Die Idee, Festplatten mit einer kleinen Solid-State-Unit als Partner zu beschleunigen, ist nicht neu. Die Verbesserungen können je nach Arbeitslast und Art der zu verarbeitenden Daten erheblich sein, aber am Ende des Tages bevorzugen die Nutzer eine reine SSD die das System maximal ausreizt. Doch jetzt tritt Intel mit seiner Optane-Technologie auf den Plan. Der Gigant aus Santa Clara hat gerade Optane Memory vorgestellt, ein M.2-Modul, das (theoretisch) herkömmlichen Festplatten einen ordentlichen Leistungsschub verpassen soll, dank 3D XPoint.
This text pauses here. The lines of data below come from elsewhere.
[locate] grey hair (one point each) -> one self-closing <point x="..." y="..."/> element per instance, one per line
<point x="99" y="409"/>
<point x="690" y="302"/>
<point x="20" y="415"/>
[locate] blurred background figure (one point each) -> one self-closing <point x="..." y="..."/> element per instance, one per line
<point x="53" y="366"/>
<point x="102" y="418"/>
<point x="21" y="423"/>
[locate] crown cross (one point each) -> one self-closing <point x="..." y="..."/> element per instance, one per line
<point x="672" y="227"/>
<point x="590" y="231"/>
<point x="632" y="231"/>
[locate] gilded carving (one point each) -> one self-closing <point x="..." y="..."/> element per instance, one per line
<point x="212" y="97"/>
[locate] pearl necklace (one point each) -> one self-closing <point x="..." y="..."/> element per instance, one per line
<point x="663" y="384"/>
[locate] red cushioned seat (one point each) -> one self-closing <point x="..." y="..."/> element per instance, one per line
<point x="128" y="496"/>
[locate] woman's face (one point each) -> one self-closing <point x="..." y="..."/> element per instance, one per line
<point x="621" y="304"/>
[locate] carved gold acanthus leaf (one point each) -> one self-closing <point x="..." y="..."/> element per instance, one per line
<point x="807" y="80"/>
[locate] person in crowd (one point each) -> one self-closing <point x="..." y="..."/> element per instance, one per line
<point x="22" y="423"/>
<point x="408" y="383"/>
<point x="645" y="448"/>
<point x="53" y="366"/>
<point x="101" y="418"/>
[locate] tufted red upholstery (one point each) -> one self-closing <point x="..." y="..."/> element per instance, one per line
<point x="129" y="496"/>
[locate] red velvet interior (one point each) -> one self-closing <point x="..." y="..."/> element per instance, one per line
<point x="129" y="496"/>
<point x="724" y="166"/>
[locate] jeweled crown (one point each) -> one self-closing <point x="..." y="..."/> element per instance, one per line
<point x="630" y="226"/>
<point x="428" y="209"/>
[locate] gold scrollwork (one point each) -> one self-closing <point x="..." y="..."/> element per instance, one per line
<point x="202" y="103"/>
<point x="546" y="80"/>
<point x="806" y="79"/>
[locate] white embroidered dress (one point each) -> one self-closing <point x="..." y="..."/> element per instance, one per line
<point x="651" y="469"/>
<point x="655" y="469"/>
Warum Festplatten weiterhin relevant sind
Festplatten bleiben die Könige der hohen Speicherdichte, abgesehen von einigen Solid-State-Prototypen mit beeindruckenden Spezifikationen. Wir haben kürzlich über eine neue 12-TB-Festplatte von Seagate gesprochen, und alles deutet darauf hin, dass die Kapazität weiter wachsen wird. Was kann man nun in Bezug auf die Leistung tun? Viele Nutzer haben eine hybride Konfiguration übernommen, also eine SSD für das Betriebssystem und die wichtigsten Dateien, gefolgt von einer Festplatte für die schweren Aufgaben. Eine Standard-SSD mit 120 Gigabyte kostet nicht mehr als 70 Euro, und es gibt viele Marken mit ausgezeichnetem Ruf zur Auswahl. Bei Laptops ist das Kombinieren von SSD und HDD aus Platzgründen oft nicht möglich, aber es gibt andere Schnittstellen, und so kommen wir zur neuesten Ankündigung von Intel…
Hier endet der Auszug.